Others are still here and they are still going.

I kept saying to myself, they are sticking it out. They are continuing to fight. I'm tired of fighting, but I don't know how to quit. I don't know how to walk away.

I don't know how to reach the freedom of struggle.

And then the thing that really struck me... after we were done talking about these people who judge and hate, and don't live the religion the way we want them too... Bro O. said, "Don't let any of these people, or the things they convey, be the reason you stop coming. Don't let them drive you away. Keep coming because of the reasons you hold in your heart."

And so inwardly I'm weeping. Because I have a reason to hope again. I was drowning, sucking water into my lungs greedily, waiting for the blackness to take me, and then in my darkest moment, my hand was grabbed. And I was pulled up just a little.

But A Little's Enough.


Sarah said...

You and I are in the same place--the roller coaster ride to beat all roller coasters--like one at Cedar Point in Sandusky, Ohio that Scott couldn't even get me to go on. And just when we think we are going to crash into the ground, the track goes up again.

Sometimes I just want to get off and walk away. I'm tired of the ride.

But here we are, hanging in there. Something keeps us in our seats, buckled in tight, going up and down and up and down again. At the moment it feels right. I wonder how will I feel next week...

Hidden said...

LOL! Sarah! I LOVVVVVVEEEEE Cedar Point! Totally the ONLY theme park on Earth worth visiting!

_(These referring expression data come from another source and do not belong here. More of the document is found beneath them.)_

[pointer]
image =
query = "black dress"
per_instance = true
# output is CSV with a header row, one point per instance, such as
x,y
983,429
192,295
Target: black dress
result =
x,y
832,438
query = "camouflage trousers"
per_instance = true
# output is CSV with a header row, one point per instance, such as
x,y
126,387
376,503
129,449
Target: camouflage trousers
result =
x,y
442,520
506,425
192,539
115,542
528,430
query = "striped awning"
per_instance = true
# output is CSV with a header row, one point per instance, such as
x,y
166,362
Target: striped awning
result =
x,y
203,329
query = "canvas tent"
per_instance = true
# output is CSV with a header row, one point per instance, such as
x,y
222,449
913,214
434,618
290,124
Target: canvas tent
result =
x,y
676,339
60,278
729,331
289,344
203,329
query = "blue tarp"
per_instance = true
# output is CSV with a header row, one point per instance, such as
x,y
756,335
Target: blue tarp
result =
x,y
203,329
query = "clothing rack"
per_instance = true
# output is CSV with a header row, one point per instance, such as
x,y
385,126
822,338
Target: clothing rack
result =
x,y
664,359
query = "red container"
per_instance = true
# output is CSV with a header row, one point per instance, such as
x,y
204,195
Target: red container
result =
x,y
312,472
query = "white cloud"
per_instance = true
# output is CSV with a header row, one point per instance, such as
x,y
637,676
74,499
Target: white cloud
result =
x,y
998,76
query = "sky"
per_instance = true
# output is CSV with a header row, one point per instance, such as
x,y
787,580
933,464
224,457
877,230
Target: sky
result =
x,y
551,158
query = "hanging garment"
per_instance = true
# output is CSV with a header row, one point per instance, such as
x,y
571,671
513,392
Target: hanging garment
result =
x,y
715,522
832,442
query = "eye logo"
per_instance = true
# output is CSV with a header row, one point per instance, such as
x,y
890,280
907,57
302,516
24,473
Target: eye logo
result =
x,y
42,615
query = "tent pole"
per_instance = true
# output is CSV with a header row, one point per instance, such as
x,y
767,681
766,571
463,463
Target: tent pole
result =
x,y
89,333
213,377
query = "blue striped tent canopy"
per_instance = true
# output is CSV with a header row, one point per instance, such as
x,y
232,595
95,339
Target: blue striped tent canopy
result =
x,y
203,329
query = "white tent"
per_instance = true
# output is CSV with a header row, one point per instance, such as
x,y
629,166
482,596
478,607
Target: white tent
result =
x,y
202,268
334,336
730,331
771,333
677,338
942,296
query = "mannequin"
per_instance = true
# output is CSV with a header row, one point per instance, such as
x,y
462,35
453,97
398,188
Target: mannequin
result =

And I've ridden them all. (Except the newest one). Multiple times.

Val said...

I stumbled upon your blog-just browsing tonight-and want to tell you that I believe there is a God running this whole show and He loves you exactly for who you are. I am the 58 year old mother of a 26 year old incredible gay son-and 5 other kids-and I say, "Every mother deserves one gay child, and the really lucky ones get two!" I, myself, just have one-but he is so fantastic he almost makes up for not getting two. And the Mormon thing? I am a Relief Society president who also struggles mightily with the "no answers" we have at the moment. Here is to better moments with some answers-and I do believe they will come.

Hidden said...


Thanks for visiting my blog. And thank you for your support. Your son is so blessed to have a mom as amazing as you.

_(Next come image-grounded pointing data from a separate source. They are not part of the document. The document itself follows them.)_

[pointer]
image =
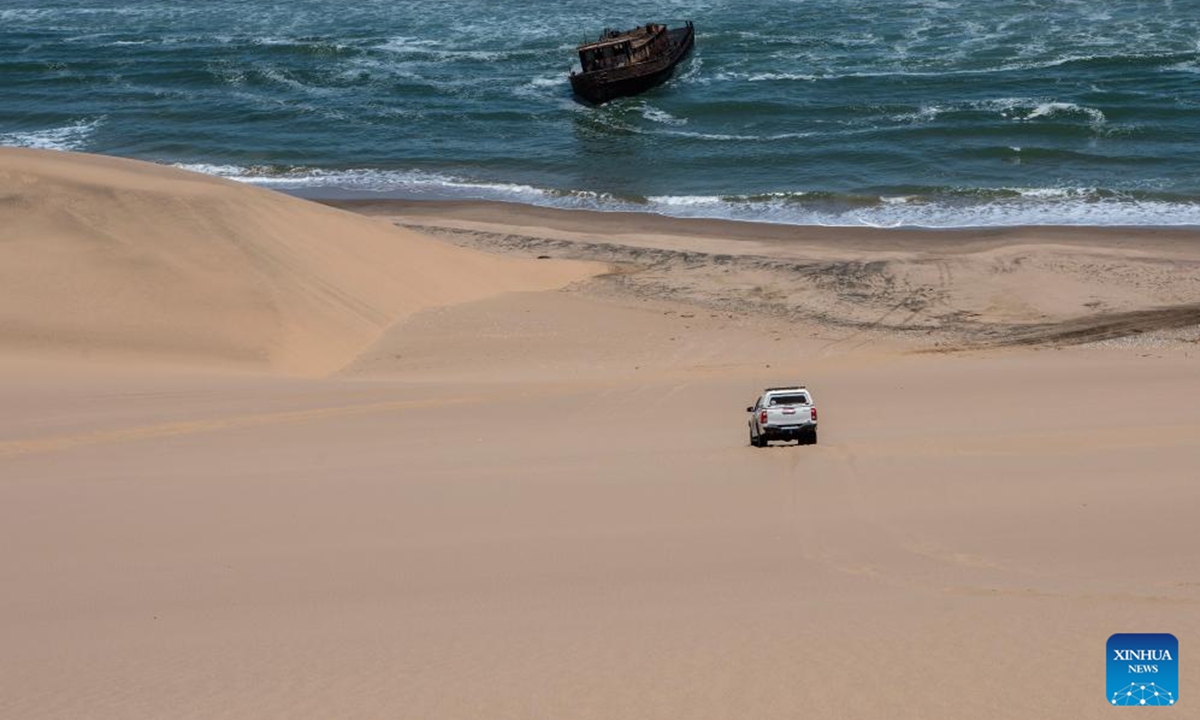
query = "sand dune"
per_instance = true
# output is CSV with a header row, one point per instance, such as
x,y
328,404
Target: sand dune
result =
x,y
954,288
105,256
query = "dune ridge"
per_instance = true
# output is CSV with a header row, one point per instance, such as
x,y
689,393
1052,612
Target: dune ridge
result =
x,y
115,257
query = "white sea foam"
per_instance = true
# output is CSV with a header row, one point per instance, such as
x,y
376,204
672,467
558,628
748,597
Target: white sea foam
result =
x,y
67,137
663,117
1025,207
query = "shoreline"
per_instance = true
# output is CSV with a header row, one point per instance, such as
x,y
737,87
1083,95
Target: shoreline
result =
x,y
577,220
949,289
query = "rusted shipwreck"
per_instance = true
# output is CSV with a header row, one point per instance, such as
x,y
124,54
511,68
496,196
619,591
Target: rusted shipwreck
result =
x,y
628,63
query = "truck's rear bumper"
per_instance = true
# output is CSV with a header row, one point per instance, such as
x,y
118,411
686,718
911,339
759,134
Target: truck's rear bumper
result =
x,y
775,432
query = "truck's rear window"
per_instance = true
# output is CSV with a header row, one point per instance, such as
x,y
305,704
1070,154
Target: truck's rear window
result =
x,y
799,399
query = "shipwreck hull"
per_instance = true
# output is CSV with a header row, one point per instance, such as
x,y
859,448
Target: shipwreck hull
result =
x,y
603,85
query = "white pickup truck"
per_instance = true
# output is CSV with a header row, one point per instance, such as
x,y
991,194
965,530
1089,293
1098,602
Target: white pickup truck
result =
x,y
784,414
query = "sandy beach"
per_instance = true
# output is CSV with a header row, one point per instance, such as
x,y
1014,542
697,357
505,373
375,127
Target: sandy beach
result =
x,y
263,457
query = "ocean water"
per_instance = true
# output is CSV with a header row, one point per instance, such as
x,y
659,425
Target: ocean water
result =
x,y
930,113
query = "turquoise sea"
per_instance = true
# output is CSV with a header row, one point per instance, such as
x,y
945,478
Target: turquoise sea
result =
x,y
934,113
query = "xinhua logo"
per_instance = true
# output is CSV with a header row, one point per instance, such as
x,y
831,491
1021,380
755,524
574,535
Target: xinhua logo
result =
x,y
1144,670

Here's to better moments indeed.


Hidden said...


PS. I'd like to contact you some off-list, but find no way of doing so. Email me?

Captain Midnight said...

Wow. I'm so impressed with your sunday school teacher. Reading your post is probably the first time in a while that I've actually felt like I miss going to church. I'm glad that there are members like that out there, and I'm glad you got to be there in that class on that day after hearing the hateful tripe in sacrament that you usually hear at church. Thanks for blogging about this.